How would you have achieved this “machine translation” without an LLM?

It seems to me it would have been highly likely to be more expensive and more resource intensive - if realistically possible at all, short of implementing a general Zig to Rust translator first.

"Short of..." indeed. You already know the answer, although it doesn't need to be general; it only needs to work on a single codebase.

A recent and highly relevant example is the migration of the TypeScript compiler to Go. They did not use an LLM to translate the code. Instead, they used LLM assistance to write a deterministic TypeScript-to-Go translator and then used that to translate the code.

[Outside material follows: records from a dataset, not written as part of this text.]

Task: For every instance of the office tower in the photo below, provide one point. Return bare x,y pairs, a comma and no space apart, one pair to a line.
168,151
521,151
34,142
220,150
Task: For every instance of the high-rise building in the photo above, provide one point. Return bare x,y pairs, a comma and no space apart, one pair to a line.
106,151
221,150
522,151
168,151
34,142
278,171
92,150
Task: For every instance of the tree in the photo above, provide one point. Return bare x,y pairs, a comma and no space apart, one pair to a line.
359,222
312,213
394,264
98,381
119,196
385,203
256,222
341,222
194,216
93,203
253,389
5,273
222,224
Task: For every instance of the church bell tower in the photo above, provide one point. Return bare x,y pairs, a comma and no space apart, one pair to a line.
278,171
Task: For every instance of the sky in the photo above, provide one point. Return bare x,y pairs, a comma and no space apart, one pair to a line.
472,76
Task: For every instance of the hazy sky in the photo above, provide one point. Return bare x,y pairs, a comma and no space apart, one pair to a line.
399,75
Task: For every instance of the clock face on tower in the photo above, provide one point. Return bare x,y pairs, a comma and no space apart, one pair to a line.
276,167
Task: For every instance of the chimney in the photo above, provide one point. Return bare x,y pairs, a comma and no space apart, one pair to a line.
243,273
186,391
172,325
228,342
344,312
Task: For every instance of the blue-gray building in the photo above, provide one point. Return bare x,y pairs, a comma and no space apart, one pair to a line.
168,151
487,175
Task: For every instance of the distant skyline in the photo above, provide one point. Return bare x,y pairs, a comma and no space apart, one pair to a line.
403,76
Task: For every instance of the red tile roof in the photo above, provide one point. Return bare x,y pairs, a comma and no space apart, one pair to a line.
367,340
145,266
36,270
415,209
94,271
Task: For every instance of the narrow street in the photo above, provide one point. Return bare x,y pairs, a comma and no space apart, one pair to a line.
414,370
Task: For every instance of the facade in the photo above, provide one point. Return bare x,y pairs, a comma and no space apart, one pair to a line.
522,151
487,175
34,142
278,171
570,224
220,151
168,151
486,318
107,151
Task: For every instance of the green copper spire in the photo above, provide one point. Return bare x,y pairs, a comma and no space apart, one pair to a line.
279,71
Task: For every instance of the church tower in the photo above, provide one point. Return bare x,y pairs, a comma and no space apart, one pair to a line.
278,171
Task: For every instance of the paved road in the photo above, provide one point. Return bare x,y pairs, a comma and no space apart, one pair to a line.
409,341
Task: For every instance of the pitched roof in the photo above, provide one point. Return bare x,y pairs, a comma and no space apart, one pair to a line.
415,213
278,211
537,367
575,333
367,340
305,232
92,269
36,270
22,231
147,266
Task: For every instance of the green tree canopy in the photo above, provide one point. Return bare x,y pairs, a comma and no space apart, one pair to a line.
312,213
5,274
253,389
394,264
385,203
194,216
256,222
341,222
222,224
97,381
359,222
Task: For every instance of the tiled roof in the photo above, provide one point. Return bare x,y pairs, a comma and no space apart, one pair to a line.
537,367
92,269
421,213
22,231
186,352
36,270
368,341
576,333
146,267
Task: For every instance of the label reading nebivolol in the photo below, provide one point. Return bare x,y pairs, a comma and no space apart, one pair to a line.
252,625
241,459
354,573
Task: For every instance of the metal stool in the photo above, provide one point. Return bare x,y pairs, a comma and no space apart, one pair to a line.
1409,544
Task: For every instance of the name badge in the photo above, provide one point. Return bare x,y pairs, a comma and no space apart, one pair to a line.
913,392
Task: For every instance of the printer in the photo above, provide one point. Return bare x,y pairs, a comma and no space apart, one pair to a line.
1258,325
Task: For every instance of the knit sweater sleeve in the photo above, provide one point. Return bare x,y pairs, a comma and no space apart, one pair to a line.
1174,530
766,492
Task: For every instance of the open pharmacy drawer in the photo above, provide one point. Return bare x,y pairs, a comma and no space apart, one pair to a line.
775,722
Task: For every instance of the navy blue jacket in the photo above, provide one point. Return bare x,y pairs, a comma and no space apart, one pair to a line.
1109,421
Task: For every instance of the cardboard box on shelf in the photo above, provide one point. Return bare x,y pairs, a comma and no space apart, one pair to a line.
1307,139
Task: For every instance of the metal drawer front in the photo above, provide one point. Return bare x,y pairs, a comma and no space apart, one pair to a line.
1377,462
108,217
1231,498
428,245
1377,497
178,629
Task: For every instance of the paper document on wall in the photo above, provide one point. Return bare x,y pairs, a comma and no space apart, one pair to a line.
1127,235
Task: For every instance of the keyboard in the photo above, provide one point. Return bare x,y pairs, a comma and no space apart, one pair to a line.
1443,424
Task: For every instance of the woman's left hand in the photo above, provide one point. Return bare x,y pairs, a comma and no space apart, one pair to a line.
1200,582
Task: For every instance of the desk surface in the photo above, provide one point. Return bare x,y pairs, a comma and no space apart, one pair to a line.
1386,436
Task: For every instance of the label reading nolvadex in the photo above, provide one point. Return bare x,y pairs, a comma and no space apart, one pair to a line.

I have far more confidence in this approach than in letting the LLMs rip on the translation itself.

I think TypeScript to Go is far easier to translate than something to Rust though.

Is it? I wouldn't assume that. Go is a smaller and less flexible language than Java/Typescript (I say that as a compliment) so it's not clear to me that all Typescript idioms have an obvious Go equivalent.

Leaving aside ownership, Rust is a big, complex, expressive language. I'm not that familiar with Zig, but I think it tries to be a "better, modern C" so it seems like it should be easily possible to mechanically translate Zig into direct Rust equivalences. You probably won't get "good" idiomatic Rust at the end, but you should get working code that does the same thing.

Even before the advent of LLMs, I have personally (and largely successfully) translated several production systems from one language to another. I've learned it's best to start with a mechanical translation, literally bug for bug, leaving shit exactly as I found it (just in another language.)

I've done Perl to Java, Java to Kotlin, Python to Ruby, Ruby to Java, C to Swift, you name it.

It's only when you change behavior during the rewrite that it becomes an intractable problem. If you ship a 1:1 translation, THEN you can start going through the list of "bugs" you found along the way. Tread carefully when it comes to this, however, as I can almost guarantee that within your non-trivial codebase there will be some code that implicitly _depends_ on a "bug" to function at all. This where shit hits the fan.

"Load bearing bugs"

It really is incredible how frequently these occur in everyday codebases of sufficient size.